The Conservative Party was founded 185 years ago and may not survive the next five. YouGov and Opinium both put the Tories in third place and on less than 20 per cent of the vote. They managed just 8.8 per cent in the European election, coming fifth behind the Greens and losing all but four of their MEPs. The primary cause of la crise actuelle is the government’s failure to deliver Brexit and it is to this which much of the Tory leadership conversation is addressed. However, there are other factors, structural and social, which have depressed the Tory vote and candidates to replace Theresa May are keen to prove they can win voters back to their party’s tarnished brand.
There is one demographic in particular they need to understand better. These voters list their main priorities post-Brexit as the economy, crime and the NHS; less than a third cite immigration. Most want current levels of tax and public spending to continue, while one-fifth want more spent on services even if it means raising taxes. Only a third support tax cuts and spending reductions. Forty-two per cent want the next prime minister to maintain present efforts on climate change and 36 per cent want him or her to go further. Fifty-nine per cent support same-sex marriage.
Aspiring Conservative leaders, meet the party you aspire to lead. These responses, given to pollsters by card-carrying Tories, are largely unreflected in leadership pitches. With the exception of Rory Stewart, the candidates are fixated on Brexit. Confronting your base with unpalatable truths isn’t always a winning strategy — just ask Liz Kendall or Michael Portillo — but the political profile of Tory supporters and their target voters has been changing for some time. Tory identifiers, like broader Middle England, have evolved from blue-rinse bring-backers into something more muddlingly modern. The Tory offering, on the whole, does not mirror these changes. That should worry the party because, on a number of issues besides Brexit, it is speaking to the values of neither its core vote nor those demographics it needs to assemble a winning coalition.
So, what are the values of Tories and these voters they must reclaim? For one, they are worried about climate change. Almost seven in ten Tory supporters back renewables subsidies, 62 per cent favour a ban on energy-inefficient household appliances and more than a third endorse a fossil fuel tax. This is roughly in line with the general population. The March BEIS public attitudes tracker showed the highest levels of climate concern lie not with the young but among voters aged 55-64 (84 per cent) and 45-54 (82 per cent). ABC1 voters worry most about the effects of climate change on the UK, with 67 per cent of ABs predicting extreme weather events within the next two decades, a majority expecting animal extinctions and four in ten C1s foreseeing water shortages.
Climate change is an emerging wedge — a security and quality-of-life issue — among voters the centre-right could previously rely upon. There are many other matters on which the Tories will have to update their thinking — and fast. Dominic Raab calculates that proposing a 15 per cent basic rate of income tax will have Tory members salivating but a majority of Tory voters are now tax-and-spenders, with sympathy for that position climbing 18 points in three years.

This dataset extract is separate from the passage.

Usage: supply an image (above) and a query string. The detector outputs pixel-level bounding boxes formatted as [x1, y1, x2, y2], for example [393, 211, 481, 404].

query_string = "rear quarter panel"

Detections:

While Tory voters’ hostility towards immigration remains high, the country as a whole has softened on the matter. The proposition that there are too many immigrants in Britain commanded 68 per cent support in 2007; by 2017, that had plummeted to 45 per cent. At the start of the decade, 64 per cent of Britons deemed migration a negative and only 19 per cent a positive; today, the figures are 48 per cent positive and 26 per cent negative. Majorities of professional and managerial class voters say immigration enriches the culture (61 per cent) and is good for the economy (57 per cent), while a majority (52 per cent) of graduates believe it creates jobs.
Ordinarily in politics, identifying a problem is the first step to solving it but not so in the Tories’ case. The changing demographics of their core and outer votes put them in an impossible position. Lean towards educated social liberals concerned about climate change and you risk losing authoritarian C2s more worried about crime and immigration to the Brexit Party. Shift to a statist-populist platform of high tax and spend, monoculture and protectionism and you gift the Liberal Democrats your upwardly-mobile professionals. If we are witnessing a realignment of British politics, away from restraint versus redistribution to cosmopolitanism versus nationalism, the Tories’ electoral coalition is vulnerable on all fronts and may be too unwieldy to hold together. No political party has a right to live beyond its usefulness. Delivering Brexit is essential to stabilising the Tory Party but it may not be enough to save them.